È morto il pittore Achille Pace: è stato un gigante dell’arte italiana

Achille Pace

Il pittore Achille Pace, tra i protagonisti italiani della sperimentazione dell’arte informale e poi di una ricerca personale legata alla cosiddetta “poetica del filo”, è morto ieri a Roma all’età di 98 anni.

Il funerale si terrà sabato 2 ottobre, alle ore 11.30, nella Chiesa degli Artisti, in piazza del Popolo a Roma, come ha annunciato la famiglia. Era nato a Termoli (Campobasso) il 1° giugno 1923 e nel 1935 la sua famiglia si trasferì a Roma. Influenzato dall’Action Painting, il suo lavoro è segnato dal ricorso al filo e ad altri materiali tessili come strumento d’espressione, unendo la pittura alla tecnica dell’assemblage. Già nel 1957 sono presenti quadri che usano il filo su sfondo monocromo.

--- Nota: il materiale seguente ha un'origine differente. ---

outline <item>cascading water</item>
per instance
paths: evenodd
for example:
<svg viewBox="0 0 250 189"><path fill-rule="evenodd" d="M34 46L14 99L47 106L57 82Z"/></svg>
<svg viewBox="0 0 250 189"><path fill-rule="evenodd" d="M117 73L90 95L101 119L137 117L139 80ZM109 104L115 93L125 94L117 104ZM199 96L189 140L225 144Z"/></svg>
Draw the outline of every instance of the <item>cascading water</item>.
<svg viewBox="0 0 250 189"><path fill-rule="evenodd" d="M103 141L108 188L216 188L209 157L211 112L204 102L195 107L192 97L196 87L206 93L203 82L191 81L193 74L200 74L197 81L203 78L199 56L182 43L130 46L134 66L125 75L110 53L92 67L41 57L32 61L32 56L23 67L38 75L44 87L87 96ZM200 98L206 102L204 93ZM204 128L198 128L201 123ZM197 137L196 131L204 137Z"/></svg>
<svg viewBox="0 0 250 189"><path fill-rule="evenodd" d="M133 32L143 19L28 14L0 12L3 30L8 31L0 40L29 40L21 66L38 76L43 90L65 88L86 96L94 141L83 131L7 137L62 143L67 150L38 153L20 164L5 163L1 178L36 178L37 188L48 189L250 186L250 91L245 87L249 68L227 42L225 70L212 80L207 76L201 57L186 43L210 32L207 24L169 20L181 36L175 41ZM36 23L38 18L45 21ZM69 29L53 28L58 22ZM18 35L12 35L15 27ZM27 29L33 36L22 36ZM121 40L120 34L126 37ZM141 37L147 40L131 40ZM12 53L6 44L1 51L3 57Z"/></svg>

Achille Pace fu animatore del Gruppo Uno

Tra il 1962 e il 1964 Pace fece parte del Gruppo Uno con Nato Frascà, Nicola Carrino, Giuseppe Uncini e Gastone Biggi: si proponeva con il superamento delle correnti informali la ricostituzione in termini razionali dei linguaggi visivi, attraverso precise proposte per la ricerca con nuovi materiali su strutture geometriche di valore percettivo e attraverso un attento riesame del rapporto artista-società. Successivamente Pace si è rivolto al recupero della materia. Dopo essere stato invitato alla Biennale di Venezia (1980-82) e alla Quadriennale di Roma. Nel 1960 fondò il Premio Termoli per rendere onore alla sua città natale. Le sue opere sono state presentate in importanti mostre antologiche come “Orientamenti dell’arte italiana: 1947-1989” a Mosca e Leningrado; “Linee della ricerca artistica in Italia 1960-1980” al Palazzo delle Esposizioni di Roma; “Contemporary Italian Art” all’Akron University dell0 Ohio (Usa); “Gruppo Uno e gli anni ’60 a Roma” nella Galleria Civica d’Arte Contemporanea di Termoli.

Una voce nella Treccani, certifica la sua grandezza

L’opera di Achille Pace, citata anche sulla Treccani, ha come premessa l’autonomia cromatica degli espressionisti tedeschi e i problemi segnici di Paul Klee espressi dapprima attraverso la “gettata di colore” e poi attraverso l’elaborazione di un personale linguaggio incentrato sull’utilizzazione entro spazi per lo più neutri (neri, grigi, azzurri, bianchi, rossi) di un filo di cotone che, come un guizzo di luce, definisce e circoscrive lo spazio percettivo della visione. Il filo è la sigla maggiore del lavoro di Pace ed è espressione di una concezione spaziale tesa a chiarire i rapporti tra gesto e materia, tra condizione e simbolo del colore. Una ricerca incentrata più che sulla rivalutazione delle forme primarie, propria della grande tradizione astratta, sul valore della ‘forma’ snaturata della sua essenza e della sua presenza, ma rivelata come ipotesi reale di una dimensione altra. Una ricerca alla quale Pace ha dedicato oltre 50 anni della sua vita e che ha continuato a sviluppare e sperimentare percorrendo nuovi percorsi cromatici e formali nei quali la “poetica del filo” è stata proposta in infinite varianti.